Perfeição
Nelson Fonseca Neto - [email protected]
Na semana passada, esta coluna foi uma lista de coisas que me aborrecem com intensidades diferentes. Pensei que a bizarrice pararia ali. Não parou. Ao longo dos últimos dias, outras listas foram surgindo na minha cabeça. Teve de tudo um pouco. De besteiras a coisas solenes. Acho, sem brincadeira, que se eu publicasse essas listas aqui, teríamos mais de um ano de textos. Não se assustem. Não concretizarei uma coisa dessas. Mas tenham paciência e acompanhem mais uma lista.
A de hoje surgiu por conta de um incômodo. Vira e mexe, converso com a Patrícia a respeito. Acho que o assunto ganha força entre pais de crianças bem pequenas. É que nessa fase a gente quer gabaritar. Queremos ser Michelângelos na arte de educar um bebê. Tudo é esquadrinhado. As comidinhas mais nutritivas. Podemos ligar ou não a televisão perto do João Pedro? E telefones celulares? Música clássica ou “Palavra cantada”? Criança agasalhada ou com pouca roupa? Deixar dormir ou acordar em determinados horários? E a escolinha? Uma montanha de perguntas.
Acho que tudo estaria bem encaminhado se estivéssemos nos anos 80. Teríamos poucas fontes para consultar. Tocaríamos o barco mais facilmente. O drama é que temos, hoje, muita coisa ao redor para reforçar a busca pela perfeição. Do texto no Facebook ao vídeo no YouTube, são milhares de consultores e consultoras desfilando sua sabedoria pelas mais diferentes regiões da vida cotidiana. Vejo essas pessoas e preciso brecar o maldito complexo de inferioridade. Puxa, eles são tão perfeitos! Puxa, eles são tão seguros! Puxa, eles são tão sábios! Mas rapidinho a minha arrogância prevalece. E eu acabo notando que muita gente ganha a vida fazendo pressão para que tenhamos a vida perfeita. Importante dizer que a minha reclamação não tem a ver com “politicamente correto”. O que me incomoda, para ser mais claro, é a conversa aparentemente branda que humilha quem não tem a vida linda e plena mostrada naquele videozinho maneiro. Assim, a listinha de hoje contempla casos irritantes que tentam esfregar em nossas caras a vida perfeita. Vamos lá, sem mais enrolações.

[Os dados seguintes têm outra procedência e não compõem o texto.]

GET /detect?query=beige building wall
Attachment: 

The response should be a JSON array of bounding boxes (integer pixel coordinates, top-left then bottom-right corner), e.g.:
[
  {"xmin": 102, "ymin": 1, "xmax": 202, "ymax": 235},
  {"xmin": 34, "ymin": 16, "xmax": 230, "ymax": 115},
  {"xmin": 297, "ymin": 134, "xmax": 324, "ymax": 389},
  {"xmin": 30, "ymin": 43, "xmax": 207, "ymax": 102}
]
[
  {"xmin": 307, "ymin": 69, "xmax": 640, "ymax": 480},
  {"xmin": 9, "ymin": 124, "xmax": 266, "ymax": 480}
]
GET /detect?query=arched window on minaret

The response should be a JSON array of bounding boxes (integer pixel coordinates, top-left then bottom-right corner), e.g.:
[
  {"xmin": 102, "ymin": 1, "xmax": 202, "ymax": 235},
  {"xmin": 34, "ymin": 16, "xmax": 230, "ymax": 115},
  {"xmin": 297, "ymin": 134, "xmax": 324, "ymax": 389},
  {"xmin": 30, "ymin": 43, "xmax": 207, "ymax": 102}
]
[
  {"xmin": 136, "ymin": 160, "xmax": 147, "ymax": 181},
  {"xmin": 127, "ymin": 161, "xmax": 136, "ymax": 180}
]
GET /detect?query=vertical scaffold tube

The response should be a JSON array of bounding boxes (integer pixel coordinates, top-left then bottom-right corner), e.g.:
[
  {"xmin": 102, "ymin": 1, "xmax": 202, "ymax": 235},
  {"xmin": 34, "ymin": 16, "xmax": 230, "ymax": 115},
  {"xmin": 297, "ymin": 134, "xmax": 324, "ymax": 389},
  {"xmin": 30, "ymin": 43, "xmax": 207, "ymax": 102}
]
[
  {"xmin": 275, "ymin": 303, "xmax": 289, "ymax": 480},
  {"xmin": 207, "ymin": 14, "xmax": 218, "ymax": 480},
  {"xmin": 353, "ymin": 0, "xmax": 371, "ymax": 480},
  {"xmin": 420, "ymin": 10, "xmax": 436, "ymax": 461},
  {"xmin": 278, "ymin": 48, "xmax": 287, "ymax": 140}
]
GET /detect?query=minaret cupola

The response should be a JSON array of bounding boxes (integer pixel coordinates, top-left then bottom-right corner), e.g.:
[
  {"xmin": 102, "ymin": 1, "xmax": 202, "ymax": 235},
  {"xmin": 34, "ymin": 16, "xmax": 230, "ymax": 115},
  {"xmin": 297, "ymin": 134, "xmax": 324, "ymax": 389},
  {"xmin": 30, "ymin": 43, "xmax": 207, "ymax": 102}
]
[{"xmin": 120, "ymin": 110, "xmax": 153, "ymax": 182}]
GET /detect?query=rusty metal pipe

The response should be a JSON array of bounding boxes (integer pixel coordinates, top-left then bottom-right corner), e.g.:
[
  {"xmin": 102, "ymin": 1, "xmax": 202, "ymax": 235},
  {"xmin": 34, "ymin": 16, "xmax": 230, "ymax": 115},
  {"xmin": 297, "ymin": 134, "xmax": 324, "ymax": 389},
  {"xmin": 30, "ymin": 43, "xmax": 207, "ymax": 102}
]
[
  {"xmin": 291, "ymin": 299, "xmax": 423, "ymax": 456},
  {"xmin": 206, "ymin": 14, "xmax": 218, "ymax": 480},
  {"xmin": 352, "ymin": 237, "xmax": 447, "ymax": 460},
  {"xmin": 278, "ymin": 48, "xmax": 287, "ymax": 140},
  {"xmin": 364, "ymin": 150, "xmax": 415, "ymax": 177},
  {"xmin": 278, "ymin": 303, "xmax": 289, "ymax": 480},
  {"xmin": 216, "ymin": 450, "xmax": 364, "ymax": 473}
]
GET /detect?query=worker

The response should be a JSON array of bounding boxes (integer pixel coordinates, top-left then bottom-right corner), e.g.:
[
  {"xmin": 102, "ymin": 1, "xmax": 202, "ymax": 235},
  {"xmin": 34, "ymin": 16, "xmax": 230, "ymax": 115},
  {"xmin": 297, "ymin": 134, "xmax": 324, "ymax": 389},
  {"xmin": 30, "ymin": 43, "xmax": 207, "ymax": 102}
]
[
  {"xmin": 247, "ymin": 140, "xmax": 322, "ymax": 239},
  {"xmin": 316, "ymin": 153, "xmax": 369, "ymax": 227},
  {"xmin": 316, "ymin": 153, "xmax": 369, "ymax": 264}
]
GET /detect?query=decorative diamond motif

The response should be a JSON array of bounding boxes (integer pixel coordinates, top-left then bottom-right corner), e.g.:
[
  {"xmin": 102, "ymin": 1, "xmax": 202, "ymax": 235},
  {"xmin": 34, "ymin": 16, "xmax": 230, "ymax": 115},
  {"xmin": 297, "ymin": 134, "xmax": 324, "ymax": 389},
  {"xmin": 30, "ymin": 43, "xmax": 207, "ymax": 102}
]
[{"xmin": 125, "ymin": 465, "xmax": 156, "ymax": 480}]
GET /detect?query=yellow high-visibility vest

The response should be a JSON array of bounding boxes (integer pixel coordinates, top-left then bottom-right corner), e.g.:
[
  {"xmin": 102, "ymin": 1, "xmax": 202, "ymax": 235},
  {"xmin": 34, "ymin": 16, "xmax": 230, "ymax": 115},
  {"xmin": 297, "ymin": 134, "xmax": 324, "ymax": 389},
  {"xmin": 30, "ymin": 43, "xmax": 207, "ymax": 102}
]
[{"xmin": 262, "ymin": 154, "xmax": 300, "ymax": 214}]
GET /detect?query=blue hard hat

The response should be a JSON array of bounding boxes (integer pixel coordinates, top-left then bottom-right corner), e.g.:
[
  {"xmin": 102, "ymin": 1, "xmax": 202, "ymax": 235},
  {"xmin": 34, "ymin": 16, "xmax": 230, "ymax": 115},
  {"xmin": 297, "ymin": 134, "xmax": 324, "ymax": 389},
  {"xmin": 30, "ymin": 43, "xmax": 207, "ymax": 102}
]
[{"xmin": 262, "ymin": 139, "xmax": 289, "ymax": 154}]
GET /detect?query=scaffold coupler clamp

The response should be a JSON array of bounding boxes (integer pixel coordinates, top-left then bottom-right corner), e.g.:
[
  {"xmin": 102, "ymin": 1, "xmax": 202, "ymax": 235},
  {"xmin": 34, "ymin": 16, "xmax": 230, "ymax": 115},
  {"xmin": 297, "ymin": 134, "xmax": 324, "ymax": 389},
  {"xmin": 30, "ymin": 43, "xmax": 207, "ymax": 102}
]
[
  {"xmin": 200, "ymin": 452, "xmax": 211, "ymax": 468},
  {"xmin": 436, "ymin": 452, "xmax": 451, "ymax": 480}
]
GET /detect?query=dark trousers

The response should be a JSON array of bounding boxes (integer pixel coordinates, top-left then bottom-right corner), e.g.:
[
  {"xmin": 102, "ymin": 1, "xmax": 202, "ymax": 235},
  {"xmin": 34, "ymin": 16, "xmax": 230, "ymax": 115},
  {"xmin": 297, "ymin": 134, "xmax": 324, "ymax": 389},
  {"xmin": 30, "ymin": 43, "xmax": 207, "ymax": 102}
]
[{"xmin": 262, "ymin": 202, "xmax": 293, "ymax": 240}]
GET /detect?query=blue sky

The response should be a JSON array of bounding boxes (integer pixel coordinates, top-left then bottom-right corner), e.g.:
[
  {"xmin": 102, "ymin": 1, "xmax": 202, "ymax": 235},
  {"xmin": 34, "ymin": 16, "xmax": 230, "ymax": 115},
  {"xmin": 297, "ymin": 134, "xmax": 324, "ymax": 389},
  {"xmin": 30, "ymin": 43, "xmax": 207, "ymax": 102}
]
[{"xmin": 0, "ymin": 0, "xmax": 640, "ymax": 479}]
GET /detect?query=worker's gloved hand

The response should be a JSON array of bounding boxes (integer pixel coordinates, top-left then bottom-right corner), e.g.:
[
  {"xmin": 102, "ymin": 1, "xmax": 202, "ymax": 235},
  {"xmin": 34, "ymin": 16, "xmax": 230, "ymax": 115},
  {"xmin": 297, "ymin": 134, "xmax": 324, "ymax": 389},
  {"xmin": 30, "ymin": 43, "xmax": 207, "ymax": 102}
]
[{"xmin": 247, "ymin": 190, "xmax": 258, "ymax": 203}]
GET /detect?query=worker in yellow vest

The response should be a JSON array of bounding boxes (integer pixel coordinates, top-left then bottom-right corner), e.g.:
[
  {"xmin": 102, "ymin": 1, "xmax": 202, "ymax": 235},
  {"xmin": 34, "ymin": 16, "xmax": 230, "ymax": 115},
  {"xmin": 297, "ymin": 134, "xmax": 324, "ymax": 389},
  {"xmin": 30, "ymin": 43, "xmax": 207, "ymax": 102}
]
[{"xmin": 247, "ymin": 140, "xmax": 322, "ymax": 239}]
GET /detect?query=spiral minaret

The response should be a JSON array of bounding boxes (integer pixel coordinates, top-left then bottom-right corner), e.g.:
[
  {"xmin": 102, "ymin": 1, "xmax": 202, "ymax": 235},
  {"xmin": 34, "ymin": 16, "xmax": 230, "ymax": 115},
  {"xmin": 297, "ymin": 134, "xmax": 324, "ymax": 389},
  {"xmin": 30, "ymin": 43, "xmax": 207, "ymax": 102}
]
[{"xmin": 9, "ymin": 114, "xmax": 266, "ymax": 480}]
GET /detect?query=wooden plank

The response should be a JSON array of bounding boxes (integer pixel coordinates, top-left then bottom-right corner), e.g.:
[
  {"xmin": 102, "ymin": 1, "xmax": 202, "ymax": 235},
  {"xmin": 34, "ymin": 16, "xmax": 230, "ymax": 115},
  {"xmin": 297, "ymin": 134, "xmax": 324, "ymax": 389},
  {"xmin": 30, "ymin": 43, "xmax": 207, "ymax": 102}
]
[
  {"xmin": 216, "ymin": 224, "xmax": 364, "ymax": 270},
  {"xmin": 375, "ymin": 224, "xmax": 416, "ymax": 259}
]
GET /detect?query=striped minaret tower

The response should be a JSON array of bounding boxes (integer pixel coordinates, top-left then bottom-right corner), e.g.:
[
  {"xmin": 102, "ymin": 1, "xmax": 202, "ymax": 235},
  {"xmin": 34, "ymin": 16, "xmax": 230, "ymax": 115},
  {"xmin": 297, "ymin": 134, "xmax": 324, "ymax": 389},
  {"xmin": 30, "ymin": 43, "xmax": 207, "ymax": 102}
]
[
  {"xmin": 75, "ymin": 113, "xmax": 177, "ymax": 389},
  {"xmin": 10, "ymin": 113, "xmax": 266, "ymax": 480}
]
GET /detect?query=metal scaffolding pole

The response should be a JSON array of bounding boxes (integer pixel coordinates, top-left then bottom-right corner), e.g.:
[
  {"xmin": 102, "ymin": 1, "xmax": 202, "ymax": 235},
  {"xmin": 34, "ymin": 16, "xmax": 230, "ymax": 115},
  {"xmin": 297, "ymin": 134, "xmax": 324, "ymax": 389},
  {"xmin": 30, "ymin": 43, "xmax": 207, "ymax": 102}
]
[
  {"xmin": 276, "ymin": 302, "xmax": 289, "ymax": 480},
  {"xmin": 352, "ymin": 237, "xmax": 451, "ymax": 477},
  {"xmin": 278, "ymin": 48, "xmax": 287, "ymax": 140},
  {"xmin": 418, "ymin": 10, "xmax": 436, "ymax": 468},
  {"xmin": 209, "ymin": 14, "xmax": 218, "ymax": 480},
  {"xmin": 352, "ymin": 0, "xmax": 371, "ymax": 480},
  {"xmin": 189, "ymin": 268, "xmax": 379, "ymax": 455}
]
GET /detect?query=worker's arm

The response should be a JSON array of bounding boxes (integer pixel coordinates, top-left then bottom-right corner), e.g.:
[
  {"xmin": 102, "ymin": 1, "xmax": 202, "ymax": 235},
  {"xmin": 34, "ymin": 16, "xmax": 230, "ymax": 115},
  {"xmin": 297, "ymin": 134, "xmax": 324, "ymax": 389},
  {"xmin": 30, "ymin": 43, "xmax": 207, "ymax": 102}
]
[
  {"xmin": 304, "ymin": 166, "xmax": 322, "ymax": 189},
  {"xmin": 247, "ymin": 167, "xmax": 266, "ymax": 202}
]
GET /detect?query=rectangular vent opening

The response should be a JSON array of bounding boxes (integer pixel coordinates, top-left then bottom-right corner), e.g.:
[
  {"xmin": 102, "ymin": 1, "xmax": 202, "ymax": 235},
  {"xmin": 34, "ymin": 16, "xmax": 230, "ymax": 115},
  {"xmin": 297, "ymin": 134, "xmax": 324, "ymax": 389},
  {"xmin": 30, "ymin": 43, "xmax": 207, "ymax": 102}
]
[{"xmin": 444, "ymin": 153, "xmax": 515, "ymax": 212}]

Comerciais no YouTube. Bom, começa que é um terror ver um vídeo qualquer e ser interrompido pela propaganda da nova música do Gustavo Lima. Algumas dessas propagandas são bem estridentes. Cada susto que a gente leva. Já seria grotesco em condições normais de temperatura e pressão. Imaginem o drama numa pandemia. Imagens de ruas e avenidas vazias. Música melosa. Pessoas perambulando por apartamentos com hortinha na sacada. Voz comovida do locutor. Pessoas fazendo micagens nos apartamentos. Pessoas olhando tristes pelas janelas dos apartamentos. Referências ao isolamento social. Como se estivéssemos numa guerra. Nessas propagandas, o Brasil transforma-se numa gigantesca Vila Madalena. Antes que apareça alguém interpretando errado: sou dos que acreditam que o isolamento social é crucial nesta fase da pandemia. Solto a marreta nessas propagandas por conta da maldita glamourização da coisa toda.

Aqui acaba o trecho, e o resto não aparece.